I feel like I need to jump in here [in response to the discussion going on in the FitEyes email group]. I have had my tonometer for almost 6 months. It has answered a multitude of questions about how my daily routine affects my health. I didn't know, for example, that just taking a walk outside for a half hour or so would reduce my eye pressure, sometimes by as much as 50%. I also didn't know that I wasn't one of the people whose pressures are higher at night--in fact my lowest pressures are at night. (That was good news. I was tired of sleeping with my head elevated). I didn't know that my pressures are often lower after going to a movie--unlike those whose pressures are higher after a movie. And, I was able to see that drinking a lot of any fluid at one time raises my eye pressure.
I, like David, have found no supplements (and I know a lot about supplements) that had any effect on lowering my IOP, but I have found that some supplements will raise my IOP quite significantly (triphala for instance). I know that out of control thoughts and periods of stress significantly raise my IOP in spite of the two drops I am using or any other healthy lifestyle choices I am making. ( I haven't as yet taken advantage of the Serene Impulse training. That will probably be my next step when employment issues are resolved.)

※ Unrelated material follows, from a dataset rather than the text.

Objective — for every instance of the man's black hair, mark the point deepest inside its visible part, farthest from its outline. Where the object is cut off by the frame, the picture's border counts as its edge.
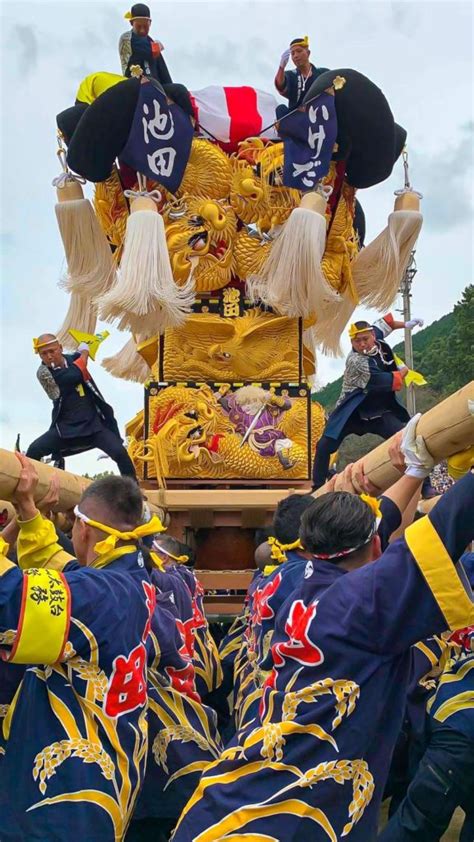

I have gathered a significant amount of data over the last 6 months about what I can do to prevent the loss of vision in my only good eye. (The right eye had a trab, but a little too late) When I presented this data to my very competent ophthalmologist, he didn't even want to see it. I tried to explain some of the things I had found, and he said as he made his way for the door, "Well, just keep taking walks." The truth is, his job is to be a surgeon when my pressures get out of control. He can give me drops to see if they will control it, but his concern ends there. I am the one who is responsible for keeping my vision. I can't give the task to him, he has enough to do. I feel blessed to have found David and fiteyes. Now, I feel I have a little control over what seemed to me an inevitable negative outcome.